My dad cut my hair exclusively until I was 18 years old (barring that one time when I was 4 when my mom tried to scalp me before I went off to my grandma’s for the weekend). It was a nice bonding ritual, a time for us two Black men to get together and figure out what to do with the mess of hair that was my non-Afro. But as I grew distant from my dad, due to me realizing I was gay and that my former pastor daddy was not gonna be OK with it, I stopped looking forward to these haircuts. In high school, I sometimes wondered if I should be rebellious and just find some hair place (be it a barber shop, beauty salon, hair donation site, etc.) to put lightning streaks in my hair or dye it rainbow, but instead I continued to be the good Christian boy I always was and let my dad cut my hair while he started grilling me on why I wasn’t more Christian, or at least as Christian as him, a man who was a pastor at 16. When my life fell apart the end of my Junior year (a separate post for a later date), I realized that I was more or less on my own since I couldn’t rely on my immediate family, and I was gonna have to figure out what to do with my hair myself.
Now, when I was 18, a couple of months before I was gonna go off to Oberlin College in Oberlin, OH, I ended up going to some hair salon in the town next to me that I got free coupons for because I sang Christmas carols there. Maybe at this point, you think I’m some bougie bitch, and you’re probably right. But that’s another post. I got my first haircut at a place called Fantastic Sams in Forest Park (got to put a plug in here, and it’s an important part of the story). This young white woman, I’ll call her Megan, was the first person who was not biologically related to me to cut my hair. At the time, I didn’t think about it, but damn, I got a good haircut and I basically gave a big “Fuck you” to my dad at the same time, because there’s no way my dad would have let me go to a place like that to get my haircut. Well, he never let me go anywhere to get my haircut, but especially some “fancy hair salon” that cost $15 a haircut. Hmm, maybe I was the only one getting fucked here…

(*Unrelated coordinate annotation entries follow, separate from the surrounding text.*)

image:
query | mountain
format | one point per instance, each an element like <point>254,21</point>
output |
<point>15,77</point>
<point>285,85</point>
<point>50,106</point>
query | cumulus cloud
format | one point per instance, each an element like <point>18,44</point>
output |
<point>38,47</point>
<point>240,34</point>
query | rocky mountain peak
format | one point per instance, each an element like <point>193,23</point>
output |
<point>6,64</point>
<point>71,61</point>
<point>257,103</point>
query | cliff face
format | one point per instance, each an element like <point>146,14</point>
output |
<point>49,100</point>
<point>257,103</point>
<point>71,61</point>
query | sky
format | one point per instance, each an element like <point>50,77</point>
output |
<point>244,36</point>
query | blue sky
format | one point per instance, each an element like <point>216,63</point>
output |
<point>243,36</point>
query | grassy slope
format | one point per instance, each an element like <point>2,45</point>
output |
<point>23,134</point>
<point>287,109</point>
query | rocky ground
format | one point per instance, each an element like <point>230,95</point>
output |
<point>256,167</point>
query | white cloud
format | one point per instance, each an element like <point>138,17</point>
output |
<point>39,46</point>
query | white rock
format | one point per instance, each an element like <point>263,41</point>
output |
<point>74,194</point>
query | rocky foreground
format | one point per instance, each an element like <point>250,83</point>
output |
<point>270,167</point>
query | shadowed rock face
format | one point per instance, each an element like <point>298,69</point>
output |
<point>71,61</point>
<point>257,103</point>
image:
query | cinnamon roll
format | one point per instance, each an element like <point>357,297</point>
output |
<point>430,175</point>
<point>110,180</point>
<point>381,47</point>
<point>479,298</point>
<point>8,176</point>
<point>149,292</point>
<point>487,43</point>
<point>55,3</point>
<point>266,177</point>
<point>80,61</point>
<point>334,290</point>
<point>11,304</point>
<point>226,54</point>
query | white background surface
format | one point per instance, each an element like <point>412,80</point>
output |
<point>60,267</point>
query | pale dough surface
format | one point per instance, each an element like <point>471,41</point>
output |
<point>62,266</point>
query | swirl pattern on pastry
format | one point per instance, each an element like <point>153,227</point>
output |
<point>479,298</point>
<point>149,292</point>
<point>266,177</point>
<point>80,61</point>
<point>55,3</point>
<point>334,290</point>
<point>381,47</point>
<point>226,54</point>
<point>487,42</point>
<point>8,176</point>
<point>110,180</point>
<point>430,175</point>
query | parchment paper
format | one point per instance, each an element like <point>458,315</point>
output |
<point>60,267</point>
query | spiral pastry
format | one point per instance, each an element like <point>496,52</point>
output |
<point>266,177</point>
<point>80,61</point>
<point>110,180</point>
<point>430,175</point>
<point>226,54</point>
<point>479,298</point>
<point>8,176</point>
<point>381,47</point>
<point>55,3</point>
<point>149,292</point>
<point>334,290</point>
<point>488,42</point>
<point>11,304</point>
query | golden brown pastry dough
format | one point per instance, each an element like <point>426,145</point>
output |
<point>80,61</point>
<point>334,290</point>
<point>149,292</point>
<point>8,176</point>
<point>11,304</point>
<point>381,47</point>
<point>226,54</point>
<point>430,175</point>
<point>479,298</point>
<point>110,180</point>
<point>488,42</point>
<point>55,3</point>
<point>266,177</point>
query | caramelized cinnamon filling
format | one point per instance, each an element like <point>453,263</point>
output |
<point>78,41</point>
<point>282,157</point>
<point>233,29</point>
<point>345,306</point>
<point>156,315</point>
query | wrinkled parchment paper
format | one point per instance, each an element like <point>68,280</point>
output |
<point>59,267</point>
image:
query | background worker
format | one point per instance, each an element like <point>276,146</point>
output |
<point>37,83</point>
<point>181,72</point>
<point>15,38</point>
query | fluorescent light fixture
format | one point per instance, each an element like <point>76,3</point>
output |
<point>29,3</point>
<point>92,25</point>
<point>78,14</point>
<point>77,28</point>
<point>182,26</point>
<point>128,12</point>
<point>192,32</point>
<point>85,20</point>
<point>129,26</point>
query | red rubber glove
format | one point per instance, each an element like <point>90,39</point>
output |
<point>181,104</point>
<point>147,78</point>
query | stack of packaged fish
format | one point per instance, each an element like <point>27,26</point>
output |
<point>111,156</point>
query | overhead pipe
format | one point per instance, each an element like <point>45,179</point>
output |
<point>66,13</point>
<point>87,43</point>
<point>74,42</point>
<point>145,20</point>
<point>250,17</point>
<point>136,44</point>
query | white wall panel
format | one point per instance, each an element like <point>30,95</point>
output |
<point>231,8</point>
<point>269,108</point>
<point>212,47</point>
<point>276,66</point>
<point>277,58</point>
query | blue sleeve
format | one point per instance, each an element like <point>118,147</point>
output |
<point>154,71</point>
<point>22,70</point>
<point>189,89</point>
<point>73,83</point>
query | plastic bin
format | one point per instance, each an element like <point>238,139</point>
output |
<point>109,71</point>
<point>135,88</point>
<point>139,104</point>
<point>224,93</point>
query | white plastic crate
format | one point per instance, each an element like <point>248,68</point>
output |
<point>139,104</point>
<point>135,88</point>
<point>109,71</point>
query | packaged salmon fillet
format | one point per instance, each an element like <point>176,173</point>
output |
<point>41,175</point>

In any case, I got a good haircut, and I thought I was cool, being a part of the rest of the world of people who got overexpensive haircuts, except mine was free. Plus I got 3 free haircuts from my caroling adventure, so that should have lasted me until I went off to Ohio for college. But the whole experience represented something big to me as I got ready to leave my hometown of the Village of Oak Park (just want people to know where I’m from). My main identity for all 18 years of my life was being my father’s son. Hell, I was named after him. So I was essentially supposed to live out his legacy. I was supposed to be a super-religious pastor musician like he was, except I was not supposed to be a drug addict. I was supposed to marry some nice Black girl and have a son named after me. I was supposed to be my dad if he made better decisions. And for a while, I figured the best thing I could do was be my dad but better.
But that’s not the life I was going to live. And after started to figure out who I was and what I wanted in life, I guess I found out that I didn’t want to live that life anyway.
Cut to some 3-4 years later, I’m back in Chicago for a summer program (which I’ll write extensively about) and I faithfully go to Fantastic Sams, which I try to do the rare times I’m back home and want to cut my hair. To my surprise, I arrive to a new and improved Fantastic Sams (across the street from its old location). An older Latina who I’m pretty sure was a mom due to how much she was fussing over me was helping me figure out what type of fade I want, and as she asks me about where I go to school and what I study and what I want to do, I decide to share that I want to be a writer. She suggests to me that I get a blog. Outwardly, I’m as people-pleasing as always saying, “Yeah, that sounds good, I should do that,” but inwardly I’m hesitant. Don’t self-absorbed people make blogs? Even if they do, and I am one of those people, would I really have anything interesting to say?
But after I got my (wonderful) haircut, it clicked. I’m scared of failing. In this case, I guess failure would look like people making fun of me for this blog or something. But having a struggling musician father made me very acute to the different types of failure I could experience as someone into writing and art. I didn’t want to be jobless. I didn’t want to create only for people to mock or, even worse, ignore. I didn’t want to end up making horrible decisions in my life in pursuit of my art and grow old with regret. I didn’t want to be my dad.
Making a blog is a small step in confronting those challenges. It’s free and easy to do. And like my most recent Fantastic Sams hairstylist said, “You can put it on your Linkedin.” And maybe I can share some cool stories with whoever wants to read them. That’s what I want to do in my life anyway. I realize that’s the one thing that keeps me connected with my dad, we’re both passionate, artistic people who want people to see what we have to say. I guess this inadvertent Father’s Day post should end with a thanks to the man who I’m named after, without him, I never would have had a hairstylist at a fancy hair salon I could barely afford convince me to chase after my dreams.
Oh, and thank you Nat for the title.